Participants in matching markets face search and screening costs which prevent the market from clearing efficiently. In many settings, the rise of online matching platforms has dramatically reduced the cost of finding and contacting potential partners. While one might expect both sides of the market to benefit from reduced search costs, this is far from guaranteed. In particular, this change may force participants to screen more potential partners before finding one who is willing to accept their offer. Thus, for a fixed screening cost, reductions in search and application costs may actually decrease aggregate welfare.
We illustrate this fact using a model in which agents apply and screen asynchronously. In our model, it is possible that an agent on one side of the market (an "employer") identifies a suitable match on the other side (an "applicant"), only to find that this applicant has already matched. We find that equilibrium is generically inefficient for both employers and applicants. Most notably, when application costs are sufficiently small, uncertainty about applicant availability may drive equilibrium employer welfare to zero.
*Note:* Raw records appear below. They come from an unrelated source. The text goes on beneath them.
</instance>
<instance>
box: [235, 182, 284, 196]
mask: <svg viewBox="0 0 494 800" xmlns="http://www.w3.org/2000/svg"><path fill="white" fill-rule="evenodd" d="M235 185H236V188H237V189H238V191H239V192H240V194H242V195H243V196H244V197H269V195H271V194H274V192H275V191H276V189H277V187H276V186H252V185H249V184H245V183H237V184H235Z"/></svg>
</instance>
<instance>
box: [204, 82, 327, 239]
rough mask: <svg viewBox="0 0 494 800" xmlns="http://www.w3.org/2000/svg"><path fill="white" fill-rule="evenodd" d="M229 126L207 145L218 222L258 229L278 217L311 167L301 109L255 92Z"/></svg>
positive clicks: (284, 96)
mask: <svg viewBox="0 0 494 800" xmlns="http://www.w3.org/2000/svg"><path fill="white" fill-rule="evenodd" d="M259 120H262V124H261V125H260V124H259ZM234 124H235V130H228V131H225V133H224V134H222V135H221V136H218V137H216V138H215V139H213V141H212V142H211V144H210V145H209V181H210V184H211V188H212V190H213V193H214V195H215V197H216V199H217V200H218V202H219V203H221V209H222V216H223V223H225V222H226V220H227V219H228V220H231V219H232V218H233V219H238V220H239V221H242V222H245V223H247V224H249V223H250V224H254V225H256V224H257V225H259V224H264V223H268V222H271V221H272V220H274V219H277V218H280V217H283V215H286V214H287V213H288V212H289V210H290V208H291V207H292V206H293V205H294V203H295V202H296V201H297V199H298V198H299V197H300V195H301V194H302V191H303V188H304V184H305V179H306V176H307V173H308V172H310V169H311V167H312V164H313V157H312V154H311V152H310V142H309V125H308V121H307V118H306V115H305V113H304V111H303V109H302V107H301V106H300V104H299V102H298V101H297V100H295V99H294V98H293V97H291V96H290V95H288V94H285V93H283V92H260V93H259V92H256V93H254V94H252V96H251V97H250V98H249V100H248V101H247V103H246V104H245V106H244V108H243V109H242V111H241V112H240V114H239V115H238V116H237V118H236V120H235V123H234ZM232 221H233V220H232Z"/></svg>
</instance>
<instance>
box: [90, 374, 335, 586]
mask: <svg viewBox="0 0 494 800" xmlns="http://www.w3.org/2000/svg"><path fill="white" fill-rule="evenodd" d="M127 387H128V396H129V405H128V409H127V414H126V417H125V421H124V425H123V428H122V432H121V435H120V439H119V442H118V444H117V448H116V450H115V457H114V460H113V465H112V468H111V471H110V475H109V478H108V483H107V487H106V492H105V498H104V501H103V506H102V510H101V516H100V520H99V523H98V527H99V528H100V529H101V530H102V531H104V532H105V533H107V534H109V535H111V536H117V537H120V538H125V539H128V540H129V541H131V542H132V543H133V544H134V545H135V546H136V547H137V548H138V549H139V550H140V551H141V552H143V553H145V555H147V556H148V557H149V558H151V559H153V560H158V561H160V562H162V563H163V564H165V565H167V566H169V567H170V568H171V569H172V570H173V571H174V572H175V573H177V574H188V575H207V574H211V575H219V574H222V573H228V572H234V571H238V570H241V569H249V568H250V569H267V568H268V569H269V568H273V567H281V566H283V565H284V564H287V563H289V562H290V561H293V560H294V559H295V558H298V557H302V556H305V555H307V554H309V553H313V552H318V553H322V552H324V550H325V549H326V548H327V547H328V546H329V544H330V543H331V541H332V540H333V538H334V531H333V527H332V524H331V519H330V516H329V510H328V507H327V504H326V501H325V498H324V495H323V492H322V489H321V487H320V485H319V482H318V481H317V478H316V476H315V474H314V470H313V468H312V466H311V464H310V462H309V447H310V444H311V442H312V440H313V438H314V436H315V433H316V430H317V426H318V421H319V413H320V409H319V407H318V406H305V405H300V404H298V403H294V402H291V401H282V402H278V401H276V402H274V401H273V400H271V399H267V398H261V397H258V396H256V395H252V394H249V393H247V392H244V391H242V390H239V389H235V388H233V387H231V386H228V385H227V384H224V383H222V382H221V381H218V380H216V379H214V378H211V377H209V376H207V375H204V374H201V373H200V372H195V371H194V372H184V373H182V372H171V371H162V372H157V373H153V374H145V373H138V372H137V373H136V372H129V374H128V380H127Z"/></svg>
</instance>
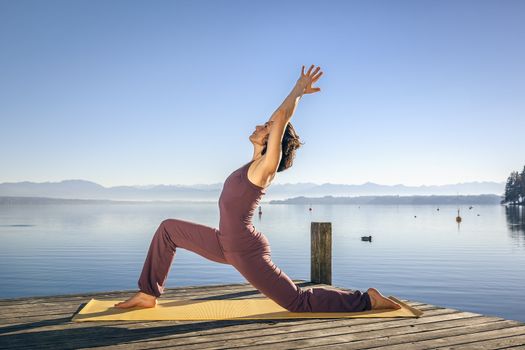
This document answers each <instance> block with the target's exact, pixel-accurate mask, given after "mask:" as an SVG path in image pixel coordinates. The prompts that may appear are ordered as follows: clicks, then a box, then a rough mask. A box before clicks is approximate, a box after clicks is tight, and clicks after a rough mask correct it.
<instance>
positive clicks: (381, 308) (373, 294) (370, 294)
mask: <svg viewBox="0 0 525 350" xmlns="http://www.w3.org/2000/svg"><path fill="white" fill-rule="evenodd" d="M367 292H368V295H369V296H370V302H371V303H372V310H375V309H394V310H399V309H401V308H402V306H401V305H399V304H398V303H396V302H395V301H393V300H390V299H388V298H387V297H385V296H384V295H383V294H381V293H379V291H378V290H377V289H375V288H368V290H367Z"/></svg>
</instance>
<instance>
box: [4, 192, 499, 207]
mask: <svg viewBox="0 0 525 350" xmlns="http://www.w3.org/2000/svg"><path fill="white" fill-rule="evenodd" d="M502 198H503V196H498V195H495V194H481V195H464V196H450V195H430V196H424V195H414V196H392V195H385V196H355V197H334V196H324V197H304V196H300V197H294V198H288V199H284V200H271V201H269V202H265V203H264V204H294V205H296V204H299V205H314V204H355V205H429V204H430V205H460V204H461V205H474V204H476V205H496V204H497V205H501V200H502ZM155 203H156V204H162V203H164V204H170V203H172V204H199V203H201V204H202V203H217V200H213V201H198V200H196V201H190V200H151V201H147V200H137V201H122V200H111V199H74V198H52V197H14V196H0V205H28V204H34V205H45V204H71V205H81V204H155ZM261 204H263V203H261Z"/></svg>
We consider a simple intervention available to the platform: limiting the visibility of applicants. We find that this intervention can significantly improve the welfare of agents on both sides of the market; applicants pay lower application costs, while employers are less likely to find that the applicants they screen have already matched. Somewhat counterintuitively, the benefits of showing fewer applicants to each employer are greatest in markets in which there is a shortage of applicants.
Arnosti, Nicholas, Ramesh Johari, and Yash Kanoria. "Managing Congestion in Dynamic Matching Markets." Columbia Business School, 2015.